NPQ’s Week in Review
Good Morning! At NPQ, what moves you is what moves us. The Week in Review highlights what our readers nominate as their favorite content and what they share with us and the community in the form of tweets, comments, contributed articles, and newswires.
But first, take a look at what you might have missed last week in some of the major news stories covered in NPQ.
THE NLRB RELEASED FINDINGS ON 14 EMPLOYMENT ACTIONS REGARDING SOCIAL-MEDIA USE BY EMPLOYEES: We ran two newswires this week that are must-reads for any human-resources person. The law on social-media use in and around the workplace is still being written; the wise nonprofit keeps up. The National Labor Relations Board (NLRB) issued a report on 14 instances where firings occurred due to inappropriate use of social media. Separately, a decision was reached in the Hispanics United case where five nonprofit workers were fired for discussing their employer online.

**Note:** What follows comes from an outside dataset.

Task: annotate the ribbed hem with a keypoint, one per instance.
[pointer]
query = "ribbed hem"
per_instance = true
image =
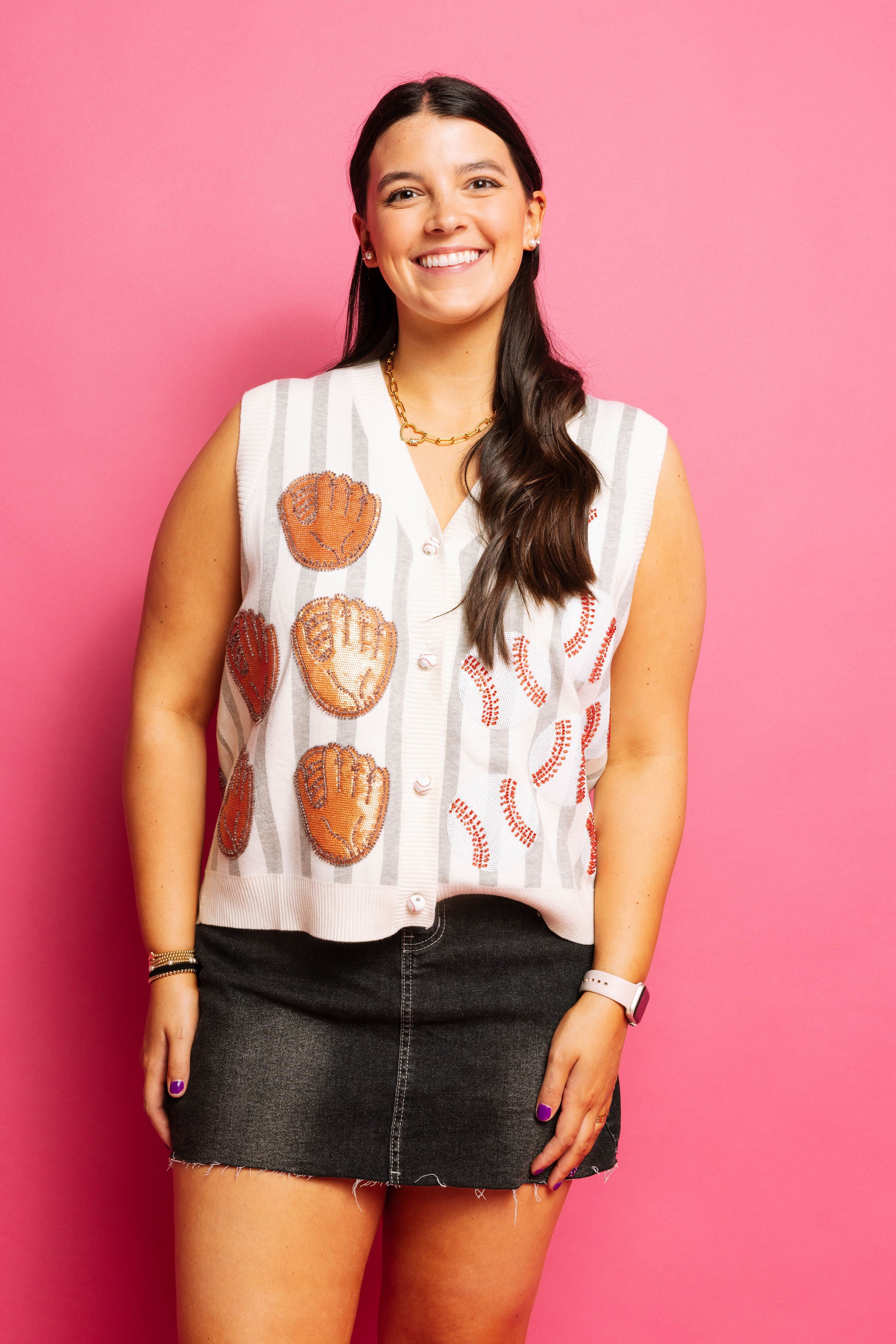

IT’S THE JOBS, STUPID: In the week leading up to President Obama’s address on his new jobs plan, elected officials at the state and municipal levels were also releasing their own plans, and many had implications for nonprofits. For example, Boston Mayor Tom Menino announced a citywide jobs program which will give incentives to nonprofits to hire the unemployed. (Stay tuned to NPQ this week for an analysis of Obama’s jobs proposal by our national correspondent, Rick Cohen.) In a related story, Guidestar reported that the CEO-pay gap for women in the nonprofit sector persists.
AMERICA’S OBSESSION WITH THE VERY RICH GRINDS ON: We were happy to see that Obama included an elimination of tax breaks for the very rich in his jobs proposal, citing Warren Buffet’s position on the matter. In our own version of such obsessions, the Gates Foundation got big readership on our Newswire for putting millions into Western Governors University, a college co-founded by presidential candidate Rick Perry and also because some of its highest-placed staff on educational policy are leaving the foundation, prompting speculation about a Gates brain drain. One does wonder why people committed to the success of education would leave an institution with such growing influence in that field.
TENTH ANNIVERSARY OF 9/11 REVEALS THE BEST, AND A LITTLE OF THE WORST, OF U.S. CHARACTER: During a week when many were commemorating the almost inconceivable heroism of so many on September 11, 2001 there were also the sadly unavoidable reports of exploitation of the tragedy by unscrupulous operators. Still, a couple weeks ago Rick Cohen looked at an Associated Press report on the topic and found that there was a lot of nuance, even in its reports of charitable failures.